Он и правда спросил, и мама ответила: а ты мне что, новую дачу купишь? А с этой что предлагаешь сделать? Сжечь?
Временами мама слала фотографии. Она утеплила на даче крышу, провела воду (Ленка с Лешей помогли немного деньгами), купила новую плиту, покрасила стены, починила проводку, сделала отопление, высадила цветы и помидоры. Часть из этого – сама, своими руками. Я хочу альпийскую горку и прудик, писала она Егору, вот смотрю в ютьюбе, вроде не так сложно. Фотографировала огромные мясистые томаты «бычье сердце» и жаловалась, что все теперь очень дорого и она хочет новую профессию.
Когда Егор улетал, он оставлял растерянную старую женщину, которая понятия не имела, что делать дальше. Но, оставшись без детей, Светлана Анатольевна вспомнила, чем когда-то интересовалась. Егор и радовался, что маме удалось построить новую жизнь, и немного боялся этих перемен. Его пугало то, как легко она превратилась в совсем другого человека. Еще неприятнее было думать, что она просто прятала этого человека внутри все эти годы. От этого мурашки пробегали по спине.
Мама, с которой он жил, никогда не держала телефон перед собой, чтобы что-нибудь прочитать, она махала им у себя перед лицом, то ближе, то дальше, чтобы поймать фокус. Егора это удивляло, потому что книжки она читала без очков, почему не может прочитать сообщение? Она приносила ему телефон по каждой мелочи, например, потому что он вдруг сменил на экране цифровые часы на часы со стрелками.
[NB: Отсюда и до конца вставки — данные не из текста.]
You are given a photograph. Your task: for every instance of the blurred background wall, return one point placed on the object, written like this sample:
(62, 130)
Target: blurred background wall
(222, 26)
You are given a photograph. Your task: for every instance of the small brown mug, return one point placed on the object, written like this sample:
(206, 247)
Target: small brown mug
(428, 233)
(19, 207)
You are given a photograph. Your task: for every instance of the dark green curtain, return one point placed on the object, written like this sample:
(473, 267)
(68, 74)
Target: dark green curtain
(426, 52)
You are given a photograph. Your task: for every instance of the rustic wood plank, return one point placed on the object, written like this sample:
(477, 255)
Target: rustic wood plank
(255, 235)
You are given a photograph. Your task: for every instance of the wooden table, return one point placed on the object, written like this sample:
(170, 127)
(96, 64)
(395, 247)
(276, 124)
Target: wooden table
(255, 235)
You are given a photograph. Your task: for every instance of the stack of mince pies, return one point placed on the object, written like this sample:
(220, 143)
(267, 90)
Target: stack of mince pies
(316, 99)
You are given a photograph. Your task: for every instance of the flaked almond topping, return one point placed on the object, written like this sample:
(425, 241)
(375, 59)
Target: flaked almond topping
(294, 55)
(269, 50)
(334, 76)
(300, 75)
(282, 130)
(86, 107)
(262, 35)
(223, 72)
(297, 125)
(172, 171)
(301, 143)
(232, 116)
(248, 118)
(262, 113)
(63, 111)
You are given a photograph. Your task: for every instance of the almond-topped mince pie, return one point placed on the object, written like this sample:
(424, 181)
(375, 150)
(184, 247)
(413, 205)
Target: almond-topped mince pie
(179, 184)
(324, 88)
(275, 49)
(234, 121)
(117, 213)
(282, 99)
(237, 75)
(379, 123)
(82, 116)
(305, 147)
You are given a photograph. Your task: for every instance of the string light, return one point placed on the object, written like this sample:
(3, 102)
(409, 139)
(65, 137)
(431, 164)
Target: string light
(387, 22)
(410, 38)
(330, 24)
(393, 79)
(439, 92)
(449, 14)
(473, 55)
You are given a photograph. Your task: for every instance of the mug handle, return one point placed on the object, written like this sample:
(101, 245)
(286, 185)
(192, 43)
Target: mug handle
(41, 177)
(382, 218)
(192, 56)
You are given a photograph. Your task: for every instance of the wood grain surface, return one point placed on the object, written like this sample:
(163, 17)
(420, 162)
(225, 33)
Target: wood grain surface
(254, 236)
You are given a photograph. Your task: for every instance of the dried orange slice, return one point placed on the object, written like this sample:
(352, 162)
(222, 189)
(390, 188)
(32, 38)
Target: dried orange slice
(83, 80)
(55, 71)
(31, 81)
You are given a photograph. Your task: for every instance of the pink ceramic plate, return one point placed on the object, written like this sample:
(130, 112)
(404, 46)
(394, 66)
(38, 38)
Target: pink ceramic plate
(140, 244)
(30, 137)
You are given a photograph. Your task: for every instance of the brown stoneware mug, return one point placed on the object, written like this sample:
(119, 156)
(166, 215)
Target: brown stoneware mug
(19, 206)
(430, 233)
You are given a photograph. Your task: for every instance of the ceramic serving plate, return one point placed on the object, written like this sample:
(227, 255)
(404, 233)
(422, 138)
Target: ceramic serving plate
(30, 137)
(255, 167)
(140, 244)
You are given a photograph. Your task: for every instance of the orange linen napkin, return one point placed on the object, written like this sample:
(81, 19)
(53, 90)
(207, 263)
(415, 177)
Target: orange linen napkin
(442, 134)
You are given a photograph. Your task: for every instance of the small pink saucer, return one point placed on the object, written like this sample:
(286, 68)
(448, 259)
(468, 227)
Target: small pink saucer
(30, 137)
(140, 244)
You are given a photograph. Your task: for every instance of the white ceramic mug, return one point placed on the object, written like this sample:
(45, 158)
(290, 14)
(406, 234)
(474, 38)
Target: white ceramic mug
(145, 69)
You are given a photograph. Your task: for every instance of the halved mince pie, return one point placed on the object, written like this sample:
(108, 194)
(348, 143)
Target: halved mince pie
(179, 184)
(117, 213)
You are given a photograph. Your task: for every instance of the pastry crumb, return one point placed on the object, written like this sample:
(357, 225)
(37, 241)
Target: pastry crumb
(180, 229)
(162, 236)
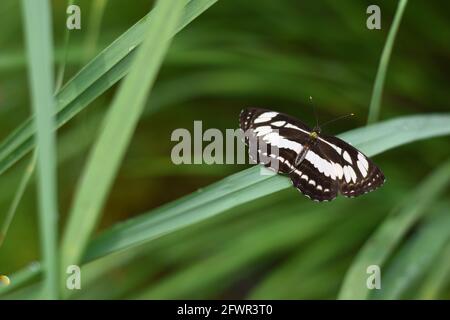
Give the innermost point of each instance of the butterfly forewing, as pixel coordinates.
(318, 167)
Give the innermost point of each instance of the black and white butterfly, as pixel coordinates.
(319, 166)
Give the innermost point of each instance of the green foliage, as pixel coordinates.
(144, 228)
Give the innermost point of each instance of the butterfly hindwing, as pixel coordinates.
(359, 174)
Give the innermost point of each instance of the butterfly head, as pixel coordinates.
(315, 133)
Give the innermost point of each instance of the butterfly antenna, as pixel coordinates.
(336, 119)
(315, 112)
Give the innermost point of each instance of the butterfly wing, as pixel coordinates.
(355, 172)
(290, 136)
(275, 129)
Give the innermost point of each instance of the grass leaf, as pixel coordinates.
(39, 40)
(118, 128)
(416, 256)
(382, 243)
(108, 67)
(377, 93)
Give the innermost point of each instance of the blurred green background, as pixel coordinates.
(265, 53)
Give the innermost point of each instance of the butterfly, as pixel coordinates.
(319, 166)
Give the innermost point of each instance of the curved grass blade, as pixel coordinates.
(249, 184)
(416, 256)
(118, 128)
(38, 35)
(375, 101)
(17, 197)
(438, 278)
(95, 78)
(381, 244)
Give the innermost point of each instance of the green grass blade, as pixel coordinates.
(117, 131)
(377, 93)
(62, 66)
(38, 35)
(415, 257)
(438, 278)
(327, 249)
(249, 184)
(95, 20)
(17, 197)
(381, 244)
(22, 278)
(194, 283)
(108, 67)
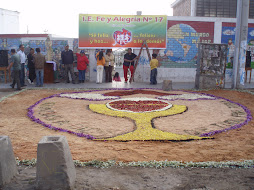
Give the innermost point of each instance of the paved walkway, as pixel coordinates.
(5, 89)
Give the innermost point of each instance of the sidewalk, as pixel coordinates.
(5, 89)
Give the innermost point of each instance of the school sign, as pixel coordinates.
(111, 31)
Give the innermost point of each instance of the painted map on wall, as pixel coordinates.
(182, 42)
(228, 37)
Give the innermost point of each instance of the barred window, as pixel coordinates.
(220, 8)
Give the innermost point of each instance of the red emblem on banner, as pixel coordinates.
(122, 37)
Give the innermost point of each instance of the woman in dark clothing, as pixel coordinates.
(31, 68)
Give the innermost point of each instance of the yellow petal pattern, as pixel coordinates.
(143, 121)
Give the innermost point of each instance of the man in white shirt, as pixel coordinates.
(22, 57)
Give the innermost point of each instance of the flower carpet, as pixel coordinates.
(133, 124)
(155, 115)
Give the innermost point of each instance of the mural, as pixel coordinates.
(212, 66)
(182, 42)
(228, 37)
(9, 43)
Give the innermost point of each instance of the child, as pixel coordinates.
(116, 77)
(153, 64)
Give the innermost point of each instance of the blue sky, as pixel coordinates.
(60, 17)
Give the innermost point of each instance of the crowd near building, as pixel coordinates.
(200, 21)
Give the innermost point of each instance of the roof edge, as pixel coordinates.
(175, 3)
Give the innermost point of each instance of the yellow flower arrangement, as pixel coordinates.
(143, 121)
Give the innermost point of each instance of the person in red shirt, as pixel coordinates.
(82, 65)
А теперь Егору казалось, что он никогда не знал этой женщины. Проблема в том, что сам он оставался прежним – или ему так казалось. Он мог менять себя снаружи: пирсинг, татуировки, прически, – но внутри часы остановились, как будто его собственный телефон намертво разрядился.
Их двор не изменился. Тепло и по-домашнему светились окна, а в дверь наконец вмонтировали кодовый замок. Но мама прислала ему код, так что вошел он без труда. Зато дверь их квартиры сменили. Раньше стояла старая, обитая дерматином с заклепками, от которых десять лет назад Егор оттирал говно, а теперь – надежная, металлическая, внушительная. Егор помнил, как та, старая, отставала от косяка, когда по ней с другой стороны лупили ногами.
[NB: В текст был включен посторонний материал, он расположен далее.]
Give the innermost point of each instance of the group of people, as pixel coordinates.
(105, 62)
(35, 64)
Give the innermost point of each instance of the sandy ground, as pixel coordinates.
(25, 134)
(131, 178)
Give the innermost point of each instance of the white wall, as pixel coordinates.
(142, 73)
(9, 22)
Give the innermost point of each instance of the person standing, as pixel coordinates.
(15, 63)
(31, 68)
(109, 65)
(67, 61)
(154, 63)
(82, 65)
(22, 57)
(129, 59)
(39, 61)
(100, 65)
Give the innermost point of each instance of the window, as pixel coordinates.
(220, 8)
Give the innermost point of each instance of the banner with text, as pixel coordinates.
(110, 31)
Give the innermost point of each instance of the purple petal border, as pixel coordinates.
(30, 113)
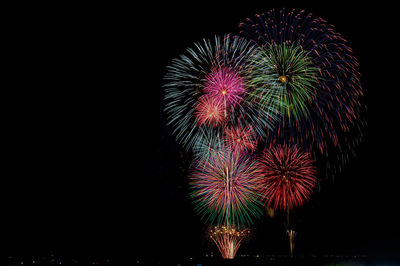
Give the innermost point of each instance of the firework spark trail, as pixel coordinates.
(240, 139)
(228, 239)
(218, 70)
(224, 187)
(309, 65)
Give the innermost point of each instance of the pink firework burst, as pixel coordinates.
(225, 85)
(287, 177)
(240, 139)
(209, 112)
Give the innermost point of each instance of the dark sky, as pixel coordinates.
(89, 167)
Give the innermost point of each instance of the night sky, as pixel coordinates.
(89, 167)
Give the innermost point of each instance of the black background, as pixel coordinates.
(89, 168)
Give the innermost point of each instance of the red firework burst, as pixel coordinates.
(240, 139)
(225, 85)
(287, 177)
(209, 111)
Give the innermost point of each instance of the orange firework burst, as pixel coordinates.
(228, 239)
(209, 111)
(240, 139)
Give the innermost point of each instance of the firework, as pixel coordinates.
(309, 66)
(208, 87)
(224, 187)
(225, 86)
(287, 177)
(291, 235)
(240, 139)
(228, 239)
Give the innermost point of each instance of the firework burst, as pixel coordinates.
(228, 239)
(224, 187)
(309, 66)
(225, 86)
(287, 177)
(212, 75)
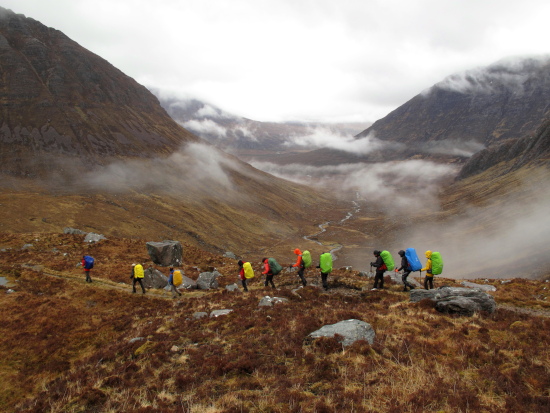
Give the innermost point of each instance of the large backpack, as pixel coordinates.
(437, 263)
(177, 278)
(325, 262)
(388, 260)
(412, 258)
(248, 271)
(88, 262)
(274, 266)
(306, 258)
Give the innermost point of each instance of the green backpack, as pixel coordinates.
(437, 263)
(306, 257)
(388, 260)
(274, 266)
(325, 262)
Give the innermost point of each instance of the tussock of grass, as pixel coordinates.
(66, 346)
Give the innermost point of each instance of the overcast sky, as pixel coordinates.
(309, 60)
Открыл незнакомый высокий мужик в очках, с залысиной и в спортивном костюме. Представляешь, сказал он, целый день тебя ждала, а сейчас в душ ускакала на пять минут, и вот он ты. И вот он я, подтвердил Егор, заходя в свою-не-свою квартиру. Я Павел, представился мужик в очках и протянул ему руку. Подумал и добавил: «Светин ухажер».
Обоим было неловко и хотелось, чтобы другой куда-то исчез. Маме недавно исполнилось пятьдесят пять – не такой возраст, чтобы на кладбище собираться, конечно, но все равно немало. В пятьдесят пять лет можно найти новое хобби, даже новую профессию, но не любовника. По крайней мере, не такого, который называет себя «ухажером». С другой стороны, а как ему о себе говорить? Парень? Бойфренд?
А вы ламинат положили, сказал Егор, зачем-то притопывая.
Это Света затеяла, обрадовался Павел, давай, говорит, все переделаем. Вот фартук недавно на кухне закончили. Я говорю, лучше осенью или в августе, а то сейчас дача начнется, но она упертая, ну, ты знаешь. А чего хочет женщина – того хочет сам знаешь.
Павел выглядел как человек, который использует слова «тяпнуть по соточке» или «ёкарный бабай». Егор был уверен, что, если они сейчас войдут на кухню, новый отчим предложит выпить. Он уже был готов дать понять, что не приветствует алкоголь. Но на кухне Павел помешал что-то в сковороде и спросил, черный Егору чай или зеленый.